Exercise: We have $\lambda$ as Lebesgue measure on $\mathbb{R}$ and $F$ a strict monotone increasing, continuous function with limit $\lim_{x\rightarrow -\infty} F(x)=a$ and $\lim_{x\rightarrow +\infty} F(x)=b$
Show: $$ d(F_{*} \lambda)=d(F^{-1})$$- with $F^{-1}$ the inverse of $F$ and $d(F^{-1})$ a measure of $(a,b)$ to the cumulative distribution function $F^{-1}$.

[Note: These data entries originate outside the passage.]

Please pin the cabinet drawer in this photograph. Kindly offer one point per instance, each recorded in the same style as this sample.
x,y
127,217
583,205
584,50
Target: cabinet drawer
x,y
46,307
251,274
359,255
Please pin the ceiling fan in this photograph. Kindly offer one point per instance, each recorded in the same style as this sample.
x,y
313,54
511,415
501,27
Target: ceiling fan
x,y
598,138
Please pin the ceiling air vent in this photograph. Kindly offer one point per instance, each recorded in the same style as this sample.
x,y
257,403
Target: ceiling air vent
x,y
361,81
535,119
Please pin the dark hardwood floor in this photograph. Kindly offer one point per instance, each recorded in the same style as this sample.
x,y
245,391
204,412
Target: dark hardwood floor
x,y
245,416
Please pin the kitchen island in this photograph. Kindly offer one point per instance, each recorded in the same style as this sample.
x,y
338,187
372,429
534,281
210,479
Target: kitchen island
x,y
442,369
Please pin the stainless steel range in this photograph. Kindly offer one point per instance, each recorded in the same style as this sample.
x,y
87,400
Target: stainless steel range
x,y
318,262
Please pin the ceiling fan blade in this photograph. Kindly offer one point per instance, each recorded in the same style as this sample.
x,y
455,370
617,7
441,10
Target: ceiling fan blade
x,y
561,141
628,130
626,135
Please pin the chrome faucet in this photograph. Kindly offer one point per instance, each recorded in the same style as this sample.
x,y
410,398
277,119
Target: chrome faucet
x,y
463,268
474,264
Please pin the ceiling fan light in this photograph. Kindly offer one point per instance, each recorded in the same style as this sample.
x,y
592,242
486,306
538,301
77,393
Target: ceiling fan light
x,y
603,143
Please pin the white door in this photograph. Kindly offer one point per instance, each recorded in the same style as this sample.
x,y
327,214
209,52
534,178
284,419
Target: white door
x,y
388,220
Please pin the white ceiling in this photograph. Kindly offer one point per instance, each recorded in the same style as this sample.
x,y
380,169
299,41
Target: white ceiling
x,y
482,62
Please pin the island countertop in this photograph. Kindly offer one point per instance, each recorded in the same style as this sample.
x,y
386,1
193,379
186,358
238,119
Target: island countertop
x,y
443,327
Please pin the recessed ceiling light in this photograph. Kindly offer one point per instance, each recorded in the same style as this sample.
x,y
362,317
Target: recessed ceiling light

If $F$ has a density $f>0$, then $$d(F_{*} \lambda)= \frac{1}{f(F^{-1})} 1_{(a,b)} \,d\lambda$$-
We already have the change of variables theorem.
$f : \Omega \rightarrow \tilde{\Omega},\ g: \tilde{\Omega} \rightarrow \mathbb{R} $ are measurable and $\mu$ a measure on $\Omega$. Define the pushforward $f_*\mu$ of $\mu$ by $f$ by the formula $f_*\mu(E):=\mu(f^{-1}(E))$. $g \circ f$ is integrable on $P$ if and only if $g$ is integrable on $(f_{*} P)$ and $$\int_\Omega g\ d (f_* \mu)=\int_\Omega(g\circ f)\ d\mu. $$
1) Why is there a $d$ in front of the pushforward measure?
$G:=\{(a,y] \subseteq [a,b]| y \in \mathbb{R}\}$ , $A\in G \Rightarrow A=(a,y]$
$(F_{*} \lambda) (A):= \lambda (F^{-1} (A))= \lambda(t \in \mathbb{R}| F(t) \in A)= \lambda (t \in \mathbb{R}| F(t) \le y)= \lambda ((- \infty, F^{-1}(y)])= F^{-1}(y)-F^{-1}(a)=dF^{-1}((a,y])-dF^{-1} ((a,a])= dF^{-1} ((a,y])=dF^{-1} (A)$
It follows that the two measures are the same because they're the same on $G$.
Is this right? What means $\frac{1}{f(F^{-1})} 1_{(a,b)} \,d\lambda$?